Constitution du Québec: se définir soi-même

Le premier ministre Justin Trudeau a confirmé que le Québec, comme toute autre province, a le droit de modifier unilatéralement sa constitution interne en vertu l’article 45 de la Loi constitutionnelle de 1982.

Le gouvernement caquiste a déposé jeudi dernier le projet de loi 96 « sur la langue officielle et commune du Québec, le français » qui modifie la Loi constitutionnelle de 1867 en y insérant, sous l’intitulé « Caractéristiques fondamentales du Québec », deux articles affirmant que les Québécoises et les Québécois forment une nation — une formulation calquée sur une motion adoptée à la Chambre des communes en 2006 — et que le français est la seule langue officielle du Québec et la langue commune de la nation québécoise.

À une question de notre journaliste Marie Vastel, Justin Trudeau a répondu que les avis juridiques produits par son gouvernement confirmaient ce droit. Que « le Québec consiste en une nation et que c’est une province où la langue officielle est le français » est un constat que le gouvernement fédéral a déjà fait, a-t-il ajouté.

On ne sait quelle part le calcul électoral a joué dans cette déclaration. Elle n’a toutefois pas manqué de susciter l’émoi chez certains juristes au Canada anglais toujours prompts à souligner la souplesse et la bienveillance de la fédération canadienne — cet arbrevivant — mais qui se rebiffent dès qu’il s’agit d’évoquer le caractère distinct, voire national, de l’État québécois, une qualité qui se voit pourtant comme le nez au milieu de la figure.

Ça ne signifie pas qu’Ottawa se privera d’intervenir éventuellement dans une contestation de cette loi. Mais nous savons maintenant que le gouvernement Trudeau s’abstiendra d’entamer lui-même des procédures pour l’invalider. On peut s’attendre à ce que le projet de loi, une fois adopté, soit contesté devant les tribunaux au regard de sa constitutionnalité. Mais nous savons que le Québec est en terrain solide sur le plan juridique, ce que confirme le Bureau du Conseil privé.
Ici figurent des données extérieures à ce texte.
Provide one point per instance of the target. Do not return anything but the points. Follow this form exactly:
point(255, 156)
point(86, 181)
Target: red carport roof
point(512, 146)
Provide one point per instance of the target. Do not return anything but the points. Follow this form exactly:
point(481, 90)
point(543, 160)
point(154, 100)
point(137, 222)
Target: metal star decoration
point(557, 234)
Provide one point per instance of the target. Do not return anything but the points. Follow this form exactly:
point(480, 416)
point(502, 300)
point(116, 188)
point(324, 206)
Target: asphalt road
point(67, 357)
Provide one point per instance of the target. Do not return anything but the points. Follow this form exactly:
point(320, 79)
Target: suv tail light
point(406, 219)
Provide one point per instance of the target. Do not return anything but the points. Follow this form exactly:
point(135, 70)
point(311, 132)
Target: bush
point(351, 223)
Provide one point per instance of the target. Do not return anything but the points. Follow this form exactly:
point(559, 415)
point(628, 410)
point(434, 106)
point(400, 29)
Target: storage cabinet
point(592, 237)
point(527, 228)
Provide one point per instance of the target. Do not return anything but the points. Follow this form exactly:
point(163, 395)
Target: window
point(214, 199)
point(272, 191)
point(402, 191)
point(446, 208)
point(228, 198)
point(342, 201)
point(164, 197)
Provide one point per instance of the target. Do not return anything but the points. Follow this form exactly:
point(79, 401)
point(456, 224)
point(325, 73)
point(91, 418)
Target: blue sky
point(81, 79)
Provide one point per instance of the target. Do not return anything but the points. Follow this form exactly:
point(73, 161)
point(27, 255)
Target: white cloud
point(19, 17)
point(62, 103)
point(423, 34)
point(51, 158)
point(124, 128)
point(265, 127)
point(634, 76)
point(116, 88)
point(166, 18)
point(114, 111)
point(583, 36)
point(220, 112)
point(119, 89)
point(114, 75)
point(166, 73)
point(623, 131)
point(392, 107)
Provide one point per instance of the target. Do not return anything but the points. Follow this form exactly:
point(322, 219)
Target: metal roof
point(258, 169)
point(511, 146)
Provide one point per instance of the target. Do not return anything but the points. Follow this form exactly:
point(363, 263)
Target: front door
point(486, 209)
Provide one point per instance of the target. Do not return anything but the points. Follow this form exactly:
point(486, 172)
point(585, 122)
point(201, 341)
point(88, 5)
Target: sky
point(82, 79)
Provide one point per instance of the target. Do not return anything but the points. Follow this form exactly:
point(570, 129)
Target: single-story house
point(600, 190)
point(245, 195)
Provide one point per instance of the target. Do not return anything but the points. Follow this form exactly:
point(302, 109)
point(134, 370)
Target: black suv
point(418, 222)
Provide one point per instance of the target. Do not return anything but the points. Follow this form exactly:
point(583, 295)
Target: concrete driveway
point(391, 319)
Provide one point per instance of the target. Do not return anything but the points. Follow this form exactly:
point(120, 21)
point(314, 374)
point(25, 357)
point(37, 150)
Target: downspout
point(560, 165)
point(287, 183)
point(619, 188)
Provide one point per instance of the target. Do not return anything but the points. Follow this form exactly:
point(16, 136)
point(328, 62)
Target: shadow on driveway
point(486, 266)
Ce n’est pas rien parce qu’il y a moins de six mois, on ne savait pas que cette avenue pour modifier la Constitution du Québec existait et qu’elle était, au surplus, valide. C’est au professeur de droit de l’Université Laval, Patrick Taillon, et à un jeune avocat, dont il faut taire le nom, du Secrétariat aux relations canadiennes du Conseil exécutif que l’on doit cette trouvaille. Certes, les parlementaires québécois avaient déjà modifié unilatéralement la constitution de la « province » en abolissant le Conseil législatif en 1968 et en rebaptisant Assemblée nationale l’Assemblée législative décrite dans la Constitution de 1867. Mais on n’avait rien tenté de la sorte depuis.

Si les élus de l’Assemblée nationale peuvent modifier unilatéralement la Constitution pour y inclure deux « caractéristiques fondamentales » du Québec, on peut penser qu’ils peuvent aller plus loin. C’est la conviction du constitutionnaliste et ancien ministre libéral Benoît Pelletier. Il estime que le Québec peut modifier sa constitution pour y inscrire les lois de nature quasi constitutionnelle dont il s’est doté et certains principes fondamentaux comme l’interculturalisme. Certains constitutionnalistes d’allégeance indépendantiste, comme André Binette, croient aussi que cette voie juridique peut être utilisée pour rédiger une constitution du Québec.

Entendons-nous : il ne s’agit pas de s’arroger de cette façon de nouveaux pouvoirs ou encore de déroger aux dispositions de la Constitution canadienne qui touchent l’État fédéral et l’ensemble des provinces. Il ne s’agit pas non plus de concevoir la constitution d’un Québec indépendant. Mais en rédigeant sa propre constitution, en la codifiant, le Québec pourrait affirmer le caractère supralégislatif — effectif dans le meilleur des cas, significatif dans le pire — des droits décrits notamment dans la Charte québécoise des droits et libertés de la personne comme l’égalité entre les hommes et les femmes, dans la Charte de la langue française comme le droit de travailler en français ou dans la loi 99 sur les prérogatives du peuple québécois comme son droit de décider de son avenir politique. Cette constitution pourrait établir que l’État du Québec, une appellation qui pourrait remplacer le terme servile de province, est laïque et que la nation québécoise jouit d’une tradition civiliste et de valeurs sociales distinctes.

Un tel exercice repose sur l’unanimité des partis politiques. Or le Parti libéral de Dominique Anglade a entamé la fin de semaine dernière une réflexion en ce sens. Doter le Québec de sa constitution, nous définir nous-mêmes, est non seulement possible mais éminemment souhaitable.